Вылезал же я из воды человеком новым. Не обновившимся, не освежившимся – новым, другим. То ли одно дело смотреть с берега на воду, а другое – из воды на берег… Озноб усилился (тут я понял, что он был и сначала). Мой друг смотрел на меня мягко-посторонним взглядом некупавшегося человека. Круто вверх уходил склон, венчался монастырем, и синее небо как раз там начинало свой купол, опрокинутый над Севаном. А то чувство, что так неопределенно мелькало во мне – неуютство, ненужность, опасность, оказалось стыдом.
Я не совершил ничего святотатственного. Мой друг завидовал мне, что я искупался, а он нет: не знаю уж, что ему помешало… Я же одевался как-то смущенно и поспешно, неловко прыгал, путаясь в брюках и теряя равновесие.
Анализу это не поддавалось, стыдно было не перед кем и не за что, но стыд был стыдом.
Уже защитно-равнодушный, стоял я несколько в стороне, пока вся компания оживленно спорила, выбирая катер; тут был тот же счастливо-базарный ритуал, который много раз на моих глазах предшествовал любому, даже самому простому, мероприятию: ехать на такси или в автобусе, идти в ресторан или домой, купить слив или арбуз и т. д. Мы садились в один катер, потом вылезали и снова спорили. Жар и холод непонятно соединялись в севанском воздухе, и эта чересполосица озноба была как прикосновение любимых рук– я стоял, отдаваясь этой опасной ласке, и уже как-то издалека доносился до меня спор, как потрескивание огня в печи, и люди, рядом стоящие, вдруг словно уносились в далекую перспективу.
И вот я трогаю своей посторонней пяткой постороннее нетвердое тело катера, и то небольшое смущенное презрение к нему, которое я испытываю и показываю, по-видимому, должно означать мою непричастность к его искусственности, к тарахтению мотора и радужным нефтяным пятнам на воде. Мы одинаково чужие этому свету, воздуху и воде, и вот эту-то одинаковость мне и не хочется признавать.
Великолепный водитель? шофер? капитан? лениво и чересчур пластично поднимается с нагретых досок, натягивает тугой свитер на свои бронзовые чудеса и, как бы не глядя на дам, проходит сквозь нас и занимает свое место у руля? штурвала? баранки? Он становится своими скульптурными босыми ступнями на специальную подушечку и, нажав какую-то слишком простую кнопочку, которая разрушила бы представление о сложности его дела, если бы он не был так величествен, выстреливает всеми нами в легкомысленной капсуле катера на середину озера.

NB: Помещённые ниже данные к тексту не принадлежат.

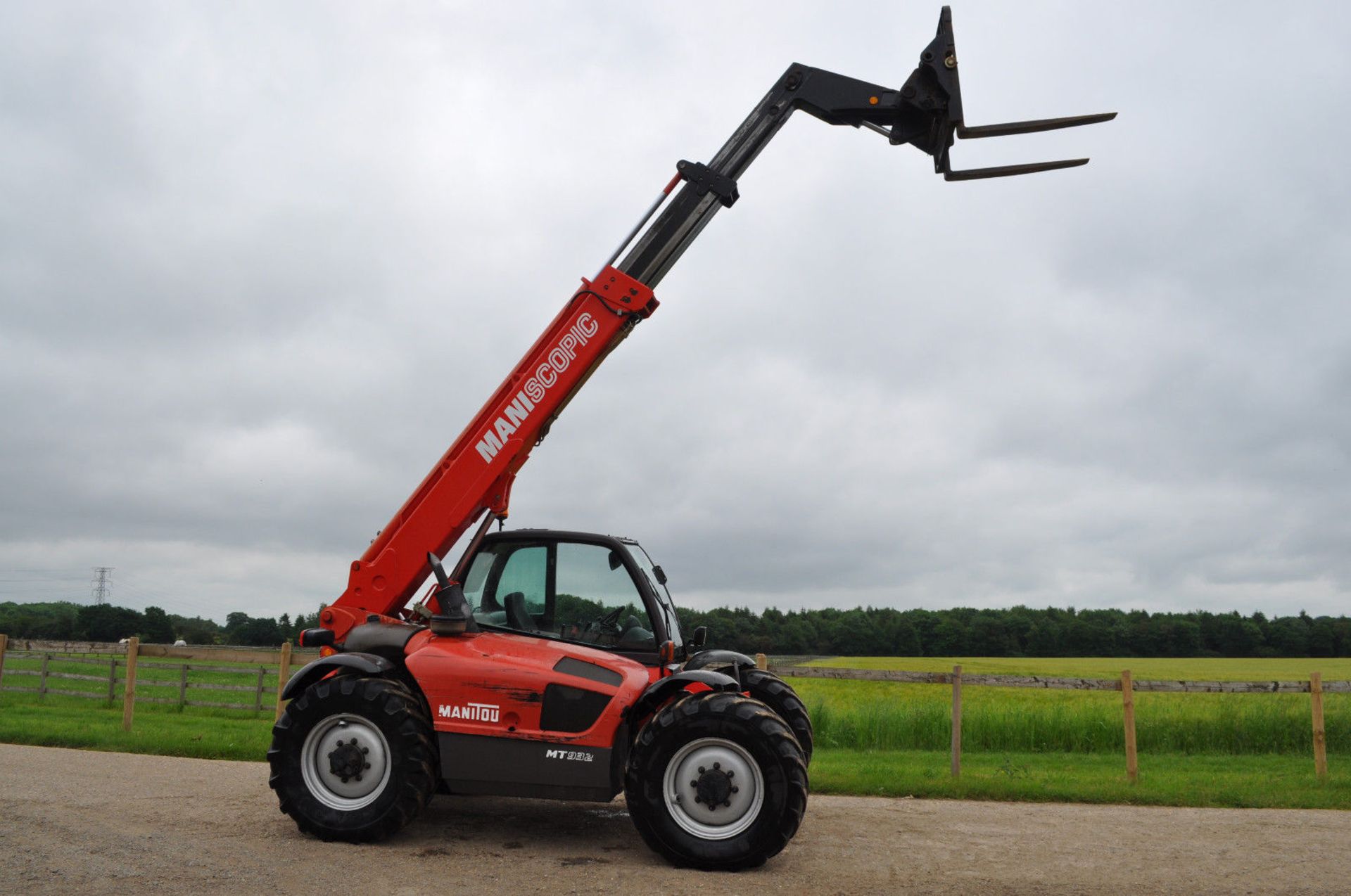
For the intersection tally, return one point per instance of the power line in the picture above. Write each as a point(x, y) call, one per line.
point(103, 584)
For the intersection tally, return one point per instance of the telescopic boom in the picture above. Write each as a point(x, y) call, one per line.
point(474, 477)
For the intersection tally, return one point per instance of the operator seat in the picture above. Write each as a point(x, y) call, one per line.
point(516, 615)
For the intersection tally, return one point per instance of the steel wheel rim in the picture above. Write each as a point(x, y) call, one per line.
point(324, 783)
point(680, 791)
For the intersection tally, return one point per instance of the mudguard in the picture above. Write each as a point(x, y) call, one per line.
point(362, 663)
point(662, 690)
point(706, 659)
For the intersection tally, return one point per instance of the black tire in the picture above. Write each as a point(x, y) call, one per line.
point(780, 696)
point(317, 769)
point(744, 733)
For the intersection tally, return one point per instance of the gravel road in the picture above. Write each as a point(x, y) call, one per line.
point(75, 821)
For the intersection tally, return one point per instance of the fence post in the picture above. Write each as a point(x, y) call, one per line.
point(1132, 768)
point(283, 674)
point(129, 691)
point(1320, 738)
point(957, 721)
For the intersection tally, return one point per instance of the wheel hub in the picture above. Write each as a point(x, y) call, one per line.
point(346, 762)
point(349, 760)
point(713, 788)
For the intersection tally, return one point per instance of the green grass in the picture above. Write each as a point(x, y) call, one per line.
point(882, 737)
point(891, 715)
point(164, 730)
point(1273, 781)
point(154, 678)
point(1189, 668)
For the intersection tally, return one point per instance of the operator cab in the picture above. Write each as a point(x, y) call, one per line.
point(573, 586)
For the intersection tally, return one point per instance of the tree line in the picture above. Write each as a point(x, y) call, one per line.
point(1022, 632)
point(65, 621)
point(858, 632)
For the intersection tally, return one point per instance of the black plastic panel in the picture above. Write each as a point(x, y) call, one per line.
point(514, 767)
point(571, 709)
point(584, 670)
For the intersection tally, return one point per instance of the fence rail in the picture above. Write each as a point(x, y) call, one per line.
point(1315, 687)
point(270, 670)
point(1165, 686)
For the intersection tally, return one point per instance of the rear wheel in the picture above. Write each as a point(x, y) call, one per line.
point(716, 781)
point(780, 696)
point(352, 759)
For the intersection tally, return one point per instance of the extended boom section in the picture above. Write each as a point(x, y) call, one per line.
point(476, 474)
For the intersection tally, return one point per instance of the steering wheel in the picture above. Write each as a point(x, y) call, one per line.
point(607, 624)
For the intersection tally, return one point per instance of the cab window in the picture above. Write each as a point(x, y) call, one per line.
point(597, 601)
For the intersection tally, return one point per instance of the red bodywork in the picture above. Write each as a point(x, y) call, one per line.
point(509, 672)
point(476, 474)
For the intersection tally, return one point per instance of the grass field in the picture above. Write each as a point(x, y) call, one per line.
point(889, 715)
point(1189, 668)
point(891, 738)
point(1167, 779)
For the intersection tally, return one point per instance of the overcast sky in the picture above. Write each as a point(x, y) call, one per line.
point(260, 264)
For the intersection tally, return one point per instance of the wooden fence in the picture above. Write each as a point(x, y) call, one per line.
point(1315, 687)
point(118, 664)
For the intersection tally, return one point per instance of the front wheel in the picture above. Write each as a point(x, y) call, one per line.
point(780, 696)
point(352, 759)
point(716, 781)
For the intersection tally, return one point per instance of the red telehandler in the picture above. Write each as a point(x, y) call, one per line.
point(550, 664)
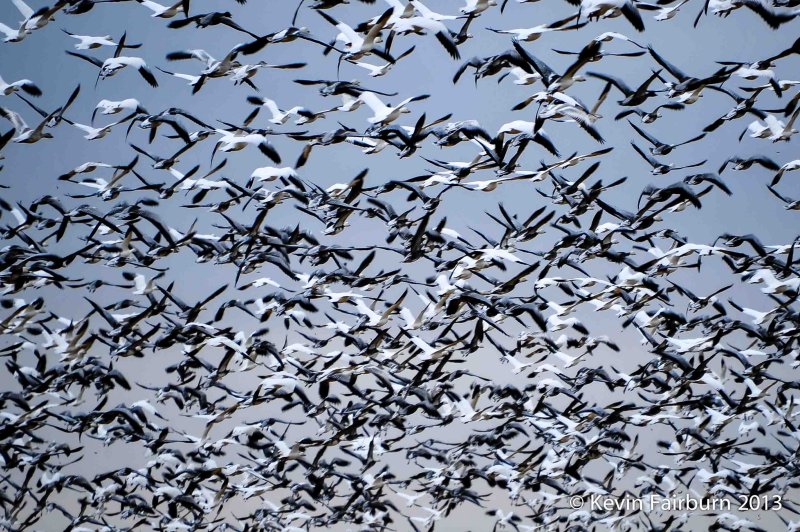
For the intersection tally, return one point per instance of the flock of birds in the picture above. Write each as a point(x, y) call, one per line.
point(334, 371)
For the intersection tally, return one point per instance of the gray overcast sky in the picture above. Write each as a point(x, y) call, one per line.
point(31, 171)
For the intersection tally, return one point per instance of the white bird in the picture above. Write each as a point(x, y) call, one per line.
point(476, 7)
point(356, 45)
point(89, 42)
point(386, 114)
point(12, 35)
point(667, 13)
point(423, 24)
point(25, 85)
point(112, 65)
point(531, 34)
point(109, 107)
point(181, 6)
point(25, 134)
point(597, 9)
point(426, 12)
point(93, 133)
point(271, 173)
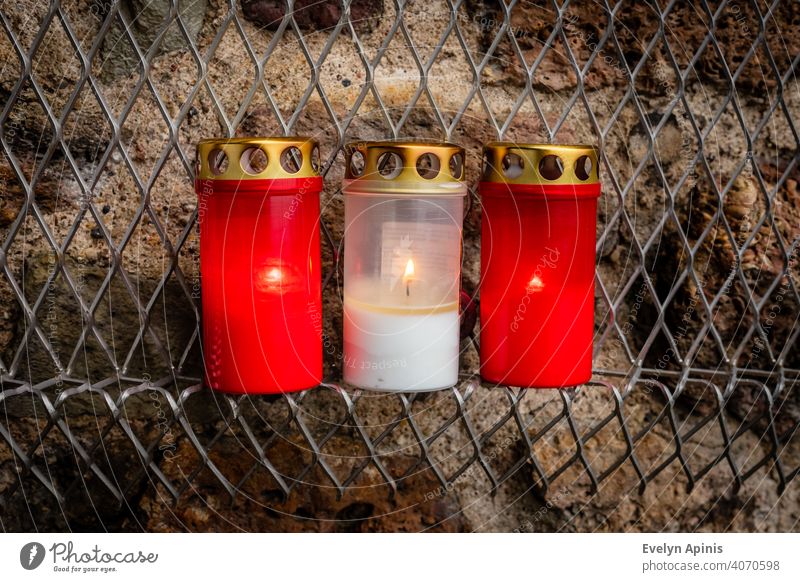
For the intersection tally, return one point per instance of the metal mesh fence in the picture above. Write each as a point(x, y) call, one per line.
point(696, 335)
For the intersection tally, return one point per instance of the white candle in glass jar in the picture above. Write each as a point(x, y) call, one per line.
point(398, 339)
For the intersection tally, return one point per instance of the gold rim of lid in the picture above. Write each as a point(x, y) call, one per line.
point(521, 163)
point(257, 158)
point(397, 167)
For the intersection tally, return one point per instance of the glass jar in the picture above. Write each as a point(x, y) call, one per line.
point(538, 264)
point(258, 213)
point(404, 205)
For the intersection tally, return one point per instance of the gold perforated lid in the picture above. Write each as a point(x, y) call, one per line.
point(257, 158)
point(545, 164)
point(402, 167)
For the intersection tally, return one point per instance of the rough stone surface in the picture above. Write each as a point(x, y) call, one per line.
point(60, 192)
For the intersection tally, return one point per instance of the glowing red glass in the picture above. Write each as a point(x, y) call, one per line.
point(537, 282)
point(261, 286)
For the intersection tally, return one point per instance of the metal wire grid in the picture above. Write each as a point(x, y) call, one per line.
point(467, 411)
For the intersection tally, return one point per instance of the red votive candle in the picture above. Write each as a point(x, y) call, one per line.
point(258, 212)
point(538, 264)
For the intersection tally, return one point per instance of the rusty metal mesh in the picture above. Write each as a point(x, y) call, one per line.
point(334, 437)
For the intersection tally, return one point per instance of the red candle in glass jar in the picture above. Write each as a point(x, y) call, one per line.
point(538, 264)
point(258, 213)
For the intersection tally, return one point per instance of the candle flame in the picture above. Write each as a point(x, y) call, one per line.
point(409, 270)
point(274, 275)
point(535, 284)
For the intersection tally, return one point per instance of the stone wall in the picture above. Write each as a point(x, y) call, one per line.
point(91, 172)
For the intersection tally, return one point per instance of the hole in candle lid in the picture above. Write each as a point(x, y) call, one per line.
point(551, 167)
point(390, 165)
point(512, 166)
point(457, 166)
point(292, 159)
point(428, 166)
point(583, 167)
point(315, 163)
point(217, 161)
point(253, 161)
point(356, 163)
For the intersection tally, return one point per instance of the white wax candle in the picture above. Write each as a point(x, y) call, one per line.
point(400, 348)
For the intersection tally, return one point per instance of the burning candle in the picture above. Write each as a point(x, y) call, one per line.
point(259, 259)
point(403, 214)
point(537, 264)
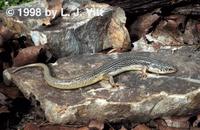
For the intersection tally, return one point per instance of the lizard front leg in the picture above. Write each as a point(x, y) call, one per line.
point(110, 79)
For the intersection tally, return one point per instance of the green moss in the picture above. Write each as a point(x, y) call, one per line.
point(7, 3)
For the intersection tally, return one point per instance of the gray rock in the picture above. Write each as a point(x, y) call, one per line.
point(136, 99)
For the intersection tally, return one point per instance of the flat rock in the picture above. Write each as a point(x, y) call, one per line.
point(135, 100)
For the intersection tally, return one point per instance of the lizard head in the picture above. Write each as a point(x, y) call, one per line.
point(161, 68)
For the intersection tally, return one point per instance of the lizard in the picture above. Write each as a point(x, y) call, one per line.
point(105, 72)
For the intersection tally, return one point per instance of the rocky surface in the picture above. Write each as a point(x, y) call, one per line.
point(136, 99)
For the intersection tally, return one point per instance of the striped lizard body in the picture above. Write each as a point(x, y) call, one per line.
point(106, 71)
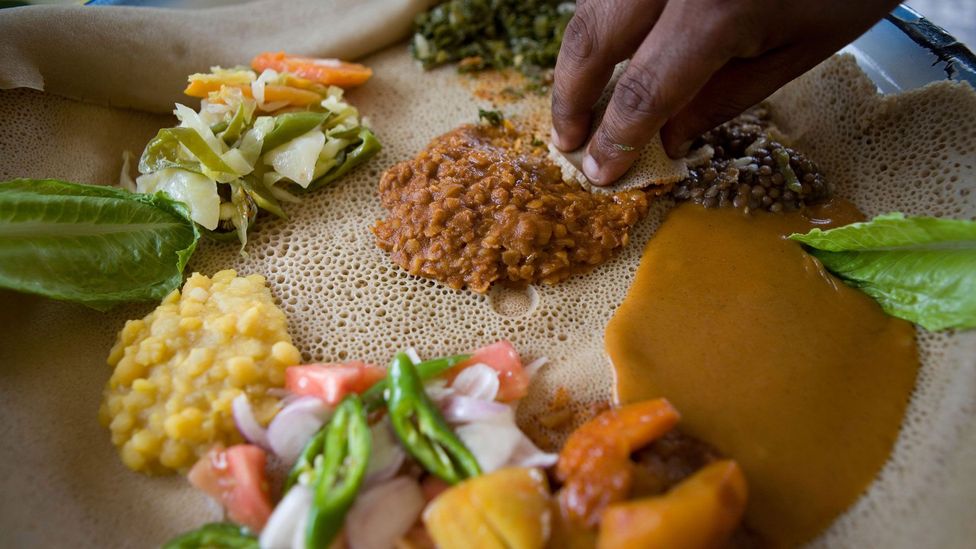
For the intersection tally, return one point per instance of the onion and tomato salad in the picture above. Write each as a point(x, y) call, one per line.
point(367, 448)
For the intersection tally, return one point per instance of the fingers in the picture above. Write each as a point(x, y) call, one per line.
point(601, 34)
point(683, 50)
point(737, 86)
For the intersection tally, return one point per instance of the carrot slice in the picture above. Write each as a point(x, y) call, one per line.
point(330, 72)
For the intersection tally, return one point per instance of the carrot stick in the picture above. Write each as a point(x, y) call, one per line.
point(329, 72)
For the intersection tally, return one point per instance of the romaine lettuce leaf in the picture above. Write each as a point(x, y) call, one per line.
point(922, 269)
point(95, 245)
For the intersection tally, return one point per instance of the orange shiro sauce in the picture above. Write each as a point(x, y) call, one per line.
point(801, 379)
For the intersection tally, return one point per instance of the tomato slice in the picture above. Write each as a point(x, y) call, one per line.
point(236, 478)
point(332, 382)
point(502, 357)
point(330, 72)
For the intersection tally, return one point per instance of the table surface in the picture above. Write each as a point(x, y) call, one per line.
point(958, 17)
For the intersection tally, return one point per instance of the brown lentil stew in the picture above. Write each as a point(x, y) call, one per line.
point(749, 170)
point(482, 204)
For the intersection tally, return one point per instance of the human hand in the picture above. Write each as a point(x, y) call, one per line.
point(693, 65)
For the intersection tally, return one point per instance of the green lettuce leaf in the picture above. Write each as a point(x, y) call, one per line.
point(922, 269)
point(95, 245)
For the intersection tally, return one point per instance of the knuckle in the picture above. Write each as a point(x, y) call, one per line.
point(606, 149)
point(636, 91)
point(581, 38)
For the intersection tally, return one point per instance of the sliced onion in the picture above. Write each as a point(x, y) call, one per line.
point(527, 454)
point(290, 430)
point(384, 513)
point(386, 455)
point(478, 381)
point(280, 530)
point(257, 86)
point(491, 441)
point(247, 424)
point(465, 409)
point(438, 391)
point(533, 367)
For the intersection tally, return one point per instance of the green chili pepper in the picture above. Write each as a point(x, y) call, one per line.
point(782, 159)
point(235, 127)
point(339, 472)
point(428, 369)
point(290, 125)
point(421, 428)
point(261, 194)
point(216, 535)
point(372, 399)
point(163, 152)
point(367, 147)
point(306, 461)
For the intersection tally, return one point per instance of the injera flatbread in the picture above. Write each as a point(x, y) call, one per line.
point(652, 167)
point(63, 484)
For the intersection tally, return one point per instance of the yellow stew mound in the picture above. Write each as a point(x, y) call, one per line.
point(178, 370)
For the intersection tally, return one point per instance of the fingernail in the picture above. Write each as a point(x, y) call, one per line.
point(557, 140)
point(591, 169)
point(683, 149)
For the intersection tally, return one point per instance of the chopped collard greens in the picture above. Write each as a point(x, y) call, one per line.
point(482, 34)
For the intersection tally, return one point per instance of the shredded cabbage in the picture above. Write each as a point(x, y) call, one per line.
point(296, 159)
point(197, 191)
point(259, 158)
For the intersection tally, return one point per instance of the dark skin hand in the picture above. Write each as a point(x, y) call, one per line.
point(693, 65)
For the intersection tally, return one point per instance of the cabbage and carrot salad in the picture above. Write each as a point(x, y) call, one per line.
point(263, 135)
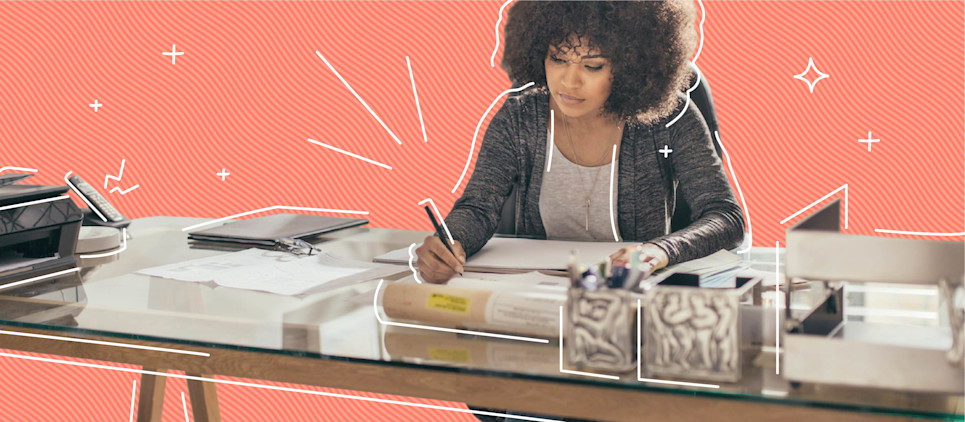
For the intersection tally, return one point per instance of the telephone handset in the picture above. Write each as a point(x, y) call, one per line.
point(102, 213)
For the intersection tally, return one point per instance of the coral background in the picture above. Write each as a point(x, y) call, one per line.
point(250, 91)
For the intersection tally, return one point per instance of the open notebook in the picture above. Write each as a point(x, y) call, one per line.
point(503, 254)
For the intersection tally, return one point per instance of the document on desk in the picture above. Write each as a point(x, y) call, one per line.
point(503, 254)
point(273, 271)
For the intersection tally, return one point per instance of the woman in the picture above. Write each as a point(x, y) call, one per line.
point(610, 74)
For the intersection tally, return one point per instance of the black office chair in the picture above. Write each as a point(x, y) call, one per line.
point(701, 98)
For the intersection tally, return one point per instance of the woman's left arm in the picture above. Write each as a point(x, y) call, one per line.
point(717, 221)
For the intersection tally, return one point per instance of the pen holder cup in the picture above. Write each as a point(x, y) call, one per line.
point(694, 332)
point(600, 330)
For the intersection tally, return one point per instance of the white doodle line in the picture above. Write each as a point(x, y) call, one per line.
point(45, 276)
point(844, 186)
point(83, 197)
point(39, 201)
point(811, 84)
point(133, 395)
point(3, 169)
point(123, 192)
point(703, 16)
point(184, 405)
point(492, 58)
point(640, 360)
point(119, 250)
point(415, 274)
point(357, 97)
point(104, 343)
point(274, 207)
point(476, 133)
point(747, 214)
point(120, 174)
point(416, 95)
point(567, 371)
point(268, 387)
point(777, 307)
point(551, 149)
point(919, 233)
point(700, 48)
point(349, 153)
point(613, 166)
point(375, 308)
point(687, 104)
point(439, 217)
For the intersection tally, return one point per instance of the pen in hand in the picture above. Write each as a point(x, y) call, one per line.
point(439, 232)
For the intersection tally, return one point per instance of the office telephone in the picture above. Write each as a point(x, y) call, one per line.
point(101, 212)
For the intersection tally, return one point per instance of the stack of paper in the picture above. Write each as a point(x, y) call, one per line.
point(717, 270)
point(273, 271)
point(521, 255)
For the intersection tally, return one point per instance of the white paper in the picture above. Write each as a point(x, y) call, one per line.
point(502, 253)
point(272, 271)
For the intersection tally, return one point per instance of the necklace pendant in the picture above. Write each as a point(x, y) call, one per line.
point(587, 215)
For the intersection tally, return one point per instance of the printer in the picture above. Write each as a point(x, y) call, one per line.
point(39, 228)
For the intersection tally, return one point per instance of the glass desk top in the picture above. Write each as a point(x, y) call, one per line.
point(112, 300)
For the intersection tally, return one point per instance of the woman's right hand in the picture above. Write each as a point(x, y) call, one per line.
point(436, 264)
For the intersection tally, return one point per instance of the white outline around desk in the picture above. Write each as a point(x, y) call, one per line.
point(274, 207)
point(270, 387)
point(375, 309)
point(39, 201)
point(133, 396)
point(106, 343)
point(31, 280)
point(119, 250)
point(5, 168)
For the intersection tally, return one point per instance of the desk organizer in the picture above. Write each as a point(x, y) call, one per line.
point(694, 332)
point(600, 329)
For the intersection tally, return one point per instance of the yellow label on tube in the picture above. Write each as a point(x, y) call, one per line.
point(449, 303)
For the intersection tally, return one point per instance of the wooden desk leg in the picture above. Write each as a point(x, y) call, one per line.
point(204, 400)
point(150, 401)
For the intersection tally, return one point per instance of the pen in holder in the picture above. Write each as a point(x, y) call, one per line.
point(599, 320)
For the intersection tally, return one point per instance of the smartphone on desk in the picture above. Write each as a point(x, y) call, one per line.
point(102, 213)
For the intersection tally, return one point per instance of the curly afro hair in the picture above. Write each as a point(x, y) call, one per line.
point(648, 44)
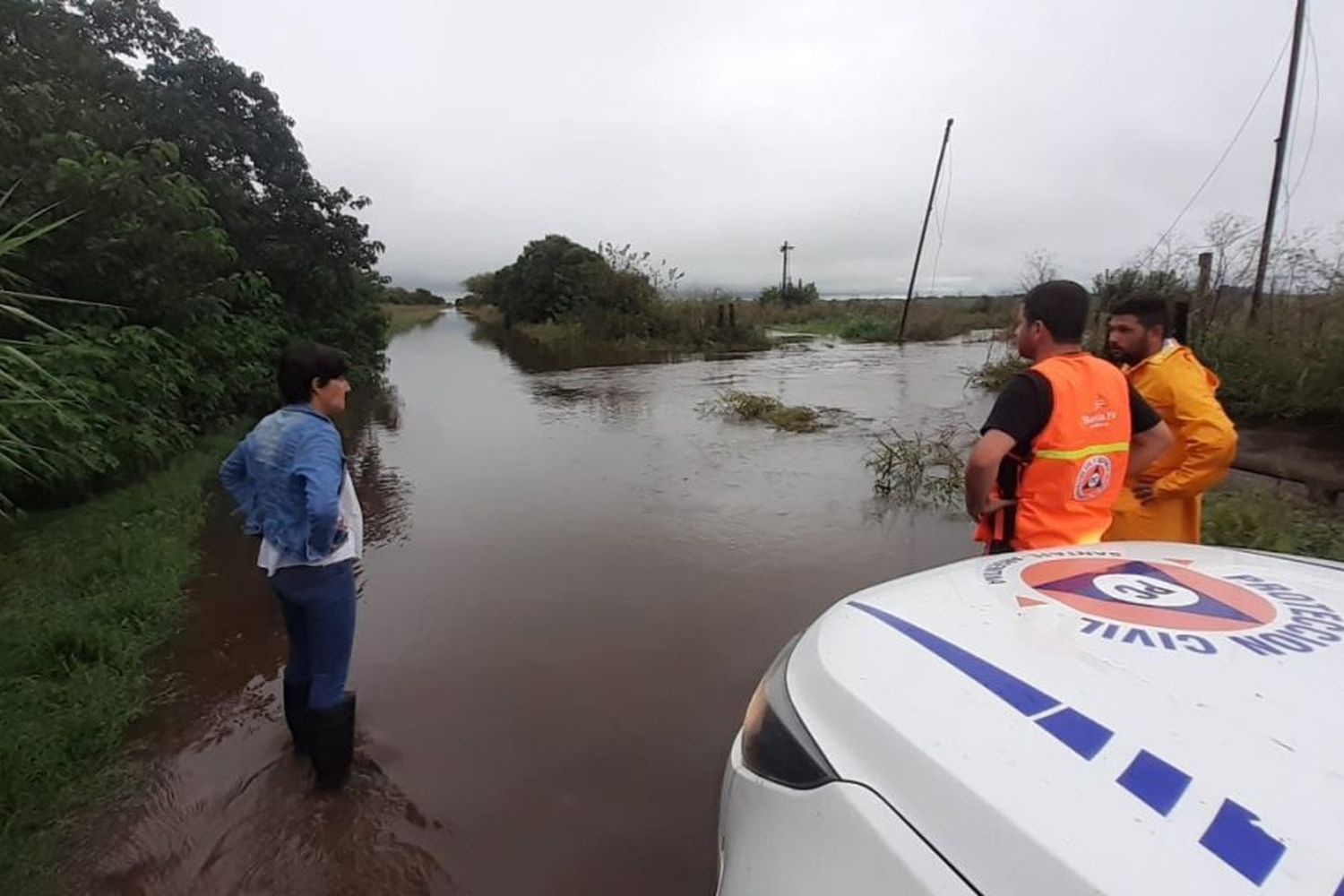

Тут мы как бы останавливаемся и как бы не сами несемся, а озеро начинает стремительно поворачиваться вокруг нас.
Отлетает за спину пляж с его маленьким фанерным торжеством, мы стираем его с лица, как осеннюю паутину, и когда отнимаем руки…
Ветер с брызгами ударил нам в лицо, сапфировые непрозрачные волны трепали наше беленькое легкомыслие, как гусиное перо, а стая улетела… Улетела она за те зеленые, желтые горы, что дугой поворачивались вокруг нас. Мы обогнули мыс, и он, совпав с линией берега замкнул залив в кольцо. Мы очутились в синей тарелке с белым, как выжженная кость, ободком – границей воды и суши. Невысокие толстые горы на солнце выглядели уютно и надежно, а в тени противоположного берега супились и морщились.
Человека туг уже быть не могло и не было. Любоваться Севаном невозможно. Можно только подглядеть. И восторг был сродни резкому колючему холоду брызг. Вода выталкивала нас, как мусор.
Я оглянулся на спутников – и понял, что у меня такое же лицо. В эти лица, расстегнутые и зеленые от счастья, голые, как граница между загорелой и никогда не загоравшей кожей, смотреть было тоже нельзя – и вообще пора было поворачивать назад. Подглядели, и хватит.
И когда я ступил на твердую землю, ощущение чужестранца, пришельца, незваного гостя, позорной праздности уже вполне сформулировалось во мне.
Опустевший пляж, всегда-то смотрящийся достаточно странно, в окружении выжженной травы, синей воды и неба, безлюдья и такого молчащего монастыря над ним смотрелся неправдоподобно и страшно, как на сюрреалистической картине.
И этот немыслимый свет, вспыхнувший на белой прибрежной полосе!.. И как же я понял того абстрактного русского мужика, заброшенного сюда роковой рукой профсоюза (где-то поблизости, немыслимый, такой же сюрреалистический, исторгнутый всей природой, находился дом отдыха), – мужик отделился в этот момент от столика, черный, как муха, до боли родной, и, шатаясь по этой костяной полосе, на этом светлом, светлом, светлом свете, запел настойчиво и истошно, стараясь перекричать этот свет: «А но-о-о-о-о-о-о-очка темная была!..»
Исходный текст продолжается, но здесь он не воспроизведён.